This is my preliminary report after evaluating git; there are some TODO items left. It's based on git 1.2.2.

- Frank

1.  Introduction

    Git is a distributed source code management tool. It was originally
    developed by Linus Torvalds, when he could no longer use BitKeeper
    to manage the Linux kernel sources. It is currently maintained by
    Junio C Hamano. It has an active community of users, and has been
    adapted by a few other open source projects. Git was designed to
    be low-level and fast. Higher-level interfaces are available, the
    most popular being Cogito, which offers a GUI. Git is open source,
    and distributed under the Gnu Public License, version 2.

2.  Version used

    Initially, the intention was to use Git version 1.2.4. However,
    while remote repository tests seemed to work with this version,
    local repository tests did not: clone operations on local
    repositories failed to create a usable repository, and subsequent
    operations failed. The same problem was observed with version
    1.2.3. The same problem was reported by someone else on the
    OpenSolaris tools-discuss mailinglists, noting that 1.2.2 did
    work. This was indeed true, and 1.2.2 was used for testing.
    It has to be noted that a remote repository created with 1.2.4
    could not be accessed with 1.2.2, but recreating the repository
    fixed that problem.

3.  Requirements

    This section will look at the requirements as listed in the
    Distributed Source Code Management Requirements, version 1.4.

3.1 E0 - Open source

    Git is open source, and available under the GPL, version 2.

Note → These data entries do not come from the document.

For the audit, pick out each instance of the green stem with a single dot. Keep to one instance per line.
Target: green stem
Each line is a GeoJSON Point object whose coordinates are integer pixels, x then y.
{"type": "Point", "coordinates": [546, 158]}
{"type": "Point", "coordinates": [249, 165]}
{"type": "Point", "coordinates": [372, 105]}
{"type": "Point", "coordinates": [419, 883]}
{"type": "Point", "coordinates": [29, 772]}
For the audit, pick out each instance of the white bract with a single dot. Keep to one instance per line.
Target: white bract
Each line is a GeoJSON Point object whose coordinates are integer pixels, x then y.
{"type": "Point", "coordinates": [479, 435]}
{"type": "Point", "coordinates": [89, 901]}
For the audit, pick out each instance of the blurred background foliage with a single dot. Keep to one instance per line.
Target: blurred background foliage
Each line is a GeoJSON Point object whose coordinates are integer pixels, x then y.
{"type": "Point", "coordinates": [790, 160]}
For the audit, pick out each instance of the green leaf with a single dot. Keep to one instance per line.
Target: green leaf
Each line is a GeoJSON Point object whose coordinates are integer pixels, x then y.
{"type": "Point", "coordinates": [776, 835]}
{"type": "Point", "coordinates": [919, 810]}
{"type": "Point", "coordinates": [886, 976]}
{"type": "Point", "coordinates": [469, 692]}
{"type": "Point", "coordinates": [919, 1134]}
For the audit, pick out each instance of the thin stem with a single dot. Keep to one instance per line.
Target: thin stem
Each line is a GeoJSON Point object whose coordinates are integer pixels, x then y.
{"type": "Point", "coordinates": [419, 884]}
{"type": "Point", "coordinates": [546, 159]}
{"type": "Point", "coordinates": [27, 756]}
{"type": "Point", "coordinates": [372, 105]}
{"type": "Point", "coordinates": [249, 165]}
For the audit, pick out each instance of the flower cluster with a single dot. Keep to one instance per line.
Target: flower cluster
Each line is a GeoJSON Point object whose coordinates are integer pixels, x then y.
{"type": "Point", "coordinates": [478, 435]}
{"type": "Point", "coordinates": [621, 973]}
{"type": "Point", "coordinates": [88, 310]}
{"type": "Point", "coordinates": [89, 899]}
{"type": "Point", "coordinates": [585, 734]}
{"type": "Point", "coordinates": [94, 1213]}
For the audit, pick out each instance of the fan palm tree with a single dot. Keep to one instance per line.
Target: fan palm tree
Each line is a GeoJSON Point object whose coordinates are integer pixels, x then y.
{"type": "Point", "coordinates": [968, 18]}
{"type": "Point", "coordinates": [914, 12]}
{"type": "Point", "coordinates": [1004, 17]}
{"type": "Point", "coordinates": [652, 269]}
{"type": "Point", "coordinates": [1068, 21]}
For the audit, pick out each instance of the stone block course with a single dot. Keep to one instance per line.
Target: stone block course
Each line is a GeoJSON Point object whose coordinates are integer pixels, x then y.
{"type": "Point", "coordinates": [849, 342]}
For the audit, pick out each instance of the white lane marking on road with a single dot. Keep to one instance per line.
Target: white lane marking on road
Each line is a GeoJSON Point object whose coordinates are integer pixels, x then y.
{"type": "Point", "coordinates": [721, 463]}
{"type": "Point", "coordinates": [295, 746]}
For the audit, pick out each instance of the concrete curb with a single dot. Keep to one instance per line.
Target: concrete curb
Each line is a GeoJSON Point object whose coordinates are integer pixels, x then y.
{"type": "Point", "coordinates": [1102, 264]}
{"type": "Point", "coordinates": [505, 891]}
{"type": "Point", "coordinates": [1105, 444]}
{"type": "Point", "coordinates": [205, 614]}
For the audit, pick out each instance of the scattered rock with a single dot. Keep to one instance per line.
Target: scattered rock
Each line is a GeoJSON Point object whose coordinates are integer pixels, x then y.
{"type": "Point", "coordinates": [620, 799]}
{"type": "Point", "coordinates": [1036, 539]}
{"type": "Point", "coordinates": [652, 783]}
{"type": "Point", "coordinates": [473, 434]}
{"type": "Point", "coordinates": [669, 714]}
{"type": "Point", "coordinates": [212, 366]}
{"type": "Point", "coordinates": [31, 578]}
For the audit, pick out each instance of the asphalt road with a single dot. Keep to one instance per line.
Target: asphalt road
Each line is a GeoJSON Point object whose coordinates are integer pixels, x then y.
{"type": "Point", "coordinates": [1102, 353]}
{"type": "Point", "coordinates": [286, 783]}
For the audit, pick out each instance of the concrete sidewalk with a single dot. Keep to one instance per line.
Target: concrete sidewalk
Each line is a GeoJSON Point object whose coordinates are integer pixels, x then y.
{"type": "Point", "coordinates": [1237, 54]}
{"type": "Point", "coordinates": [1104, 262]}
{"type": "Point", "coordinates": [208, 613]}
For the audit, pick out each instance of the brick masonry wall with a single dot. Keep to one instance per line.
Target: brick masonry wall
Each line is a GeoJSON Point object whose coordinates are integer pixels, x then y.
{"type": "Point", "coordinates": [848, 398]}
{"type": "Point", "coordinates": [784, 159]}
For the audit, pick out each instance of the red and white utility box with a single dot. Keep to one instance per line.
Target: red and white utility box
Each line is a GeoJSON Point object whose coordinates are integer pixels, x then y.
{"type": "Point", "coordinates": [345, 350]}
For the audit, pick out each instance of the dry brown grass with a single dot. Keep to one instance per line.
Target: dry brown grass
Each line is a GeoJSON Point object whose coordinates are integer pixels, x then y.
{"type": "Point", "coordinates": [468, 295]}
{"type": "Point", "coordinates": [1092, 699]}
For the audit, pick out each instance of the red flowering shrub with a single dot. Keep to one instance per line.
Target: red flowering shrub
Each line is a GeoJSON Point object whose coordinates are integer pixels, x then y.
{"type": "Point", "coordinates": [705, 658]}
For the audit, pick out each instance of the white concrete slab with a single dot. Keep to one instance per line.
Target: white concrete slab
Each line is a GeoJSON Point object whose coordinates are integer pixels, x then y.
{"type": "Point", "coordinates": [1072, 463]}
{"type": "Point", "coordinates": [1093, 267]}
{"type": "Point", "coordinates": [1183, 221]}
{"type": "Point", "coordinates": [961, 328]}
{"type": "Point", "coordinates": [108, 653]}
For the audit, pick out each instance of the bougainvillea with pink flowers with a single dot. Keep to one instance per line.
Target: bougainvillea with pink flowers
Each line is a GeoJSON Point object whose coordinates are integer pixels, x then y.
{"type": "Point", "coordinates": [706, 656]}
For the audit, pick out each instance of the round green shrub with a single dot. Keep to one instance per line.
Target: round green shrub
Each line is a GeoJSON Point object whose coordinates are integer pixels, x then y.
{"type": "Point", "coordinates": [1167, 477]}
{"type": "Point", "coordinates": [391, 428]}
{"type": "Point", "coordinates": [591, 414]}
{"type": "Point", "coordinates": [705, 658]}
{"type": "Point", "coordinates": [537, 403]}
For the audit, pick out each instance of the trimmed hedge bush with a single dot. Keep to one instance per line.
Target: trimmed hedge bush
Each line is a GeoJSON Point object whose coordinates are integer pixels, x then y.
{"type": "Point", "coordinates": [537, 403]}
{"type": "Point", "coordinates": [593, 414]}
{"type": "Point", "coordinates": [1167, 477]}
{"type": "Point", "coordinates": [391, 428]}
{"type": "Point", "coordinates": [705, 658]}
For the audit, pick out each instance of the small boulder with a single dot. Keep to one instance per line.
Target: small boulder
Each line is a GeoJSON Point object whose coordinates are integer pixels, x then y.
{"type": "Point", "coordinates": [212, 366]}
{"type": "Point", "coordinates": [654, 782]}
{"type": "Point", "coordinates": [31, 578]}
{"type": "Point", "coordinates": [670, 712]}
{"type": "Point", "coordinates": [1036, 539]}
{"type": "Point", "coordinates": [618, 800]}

3.2 E1 - Unbiased and disconnected distribution

    Yes, Git works in a distributed fashion, and updates between
    distinct repositories are possible. Synchronization between
    repositories is done via explicit push/pull operations.

3.3 E2 - Networked operation

    Networked operation is supported. Support for ssh connections
    is a builtin feature.

3.4 E3 - Interface stability and completeness

    The metadata storage data format is claimed to be stable, with
    only one incompatible change having occured in the past. The
    incompatibility between versions as noted in section 2 might
    point to problems in this area, but they have not been investigated
    further.

3.5 E4 - Standard operations and transactions

    Rename is supported, but at the metadata level this is a copy
    followed by a delete. History is not preserved.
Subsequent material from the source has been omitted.